Sunday 1 December 2013

Writing a Legal Thriller Set in the English Courts

Jac Wright, Author, British, Mystery, Legal, Thriller, Suspense, The Reckless Engineer
A Crown Court Courtroom
The Reckless Engineer is as much a legal thriller of a case through the English criminal courts as a traditional murder mystery. I thought this was fitting because the lawyers get involved the moment a suspect is taken into custody. The police get 48 hours to either charge the suspect or release him. To hold the suspect in custody for longer they must present their case to a Magistrate and get a court order showing good cause.

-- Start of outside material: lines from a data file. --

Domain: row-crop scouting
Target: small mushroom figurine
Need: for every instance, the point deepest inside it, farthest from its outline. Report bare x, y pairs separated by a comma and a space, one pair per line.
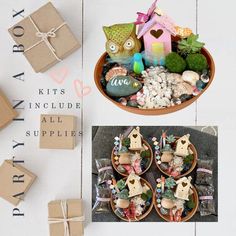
135, 139
123, 199
182, 146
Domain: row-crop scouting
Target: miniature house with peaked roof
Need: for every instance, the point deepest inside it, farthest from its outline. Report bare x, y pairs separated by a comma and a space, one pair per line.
135, 139
183, 188
134, 185
157, 33
182, 147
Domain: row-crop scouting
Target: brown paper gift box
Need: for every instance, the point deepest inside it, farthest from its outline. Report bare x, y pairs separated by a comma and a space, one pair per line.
45, 18
61, 124
74, 209
8, 188
7, 113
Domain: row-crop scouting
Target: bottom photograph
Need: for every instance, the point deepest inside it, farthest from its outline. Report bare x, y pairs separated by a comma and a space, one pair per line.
154, 174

There are two criminal courts in the English system: the Magistrates’ Court and the Crown Court. All criminal cases start in the lower Magistrates’ Court, which continues to hear the cases of smaller crimes carrying community service or shorter custodial sentences. The cases in the Magistrates Court are usually heard by a less senior officer called a Magistrate. This lower court will pass on the hearings of more serious crimes carrying longer custodial sentences and generally requiring a jury over to the Crown Court.

Writing a legal thriller through the English courts is, however, a daunting task to take on. There are no legal thrillers set in the British courts that I am aware of.  I have read Earl Stanley Gardner’s Perry Mason series in my late teens, but these stories are set in an American court. Even most of John Grisham’s cases are based in civil litigation. Michael Connelly's The Lincoln Lawyer series is the strongest contemporary criminal litigation stories I know. I decided to base no part of my book on past literature, not only because there were no past thrillers I could find based in English courts, but also because I wanted this work to be real, contemporary, and original. I decided to write it from real experience of the English courts system.

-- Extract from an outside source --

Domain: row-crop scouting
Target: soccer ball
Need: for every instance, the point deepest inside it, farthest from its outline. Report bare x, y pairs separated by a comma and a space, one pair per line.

Fortunately I have a close friend who is a barrister to help me with my legal research and in whose image I have cast Harry Stavers. I followed my friend and his solicitors through months of criminal litigation, from the initial arrest and interview of suspects at police stations through to criminal appeals in the high court. I have spent many a day sitting in a courtroom, absorbing the environment and the proceedings. The rigorous and solemn Crown court hearings are a grand affair with wigged and cloaked judges and court officers.  I have also spent many hours reading my friend’s legal books searching for the right procedures and real case histories.

Behind the calm and solemn proceedings, the police station and the courtroom is arena of fierce duelling and battle. The police lie, the prosecutors lie; the witnesses and the lawyers lie at times. Unfortunately, the rich and the powerful do get away with crimes  or get light sentences while the poor get treated harshly unfairly in the British courts. I decided, however, not to explore that in the book. I decided to make the court system equally just and tough for the rich and poor alike in The Reckless Engineer.

Jac Wright, Author, British, Mystery, Legal, Thriller, Suspense, The Reckless EngineerThe result is something unique––a traditional murder mystery closely woven together with a realistic and contemporary legal thriller through the English courts.  We therefore fittingly have an English Magistrates’ courtroom in the cover art.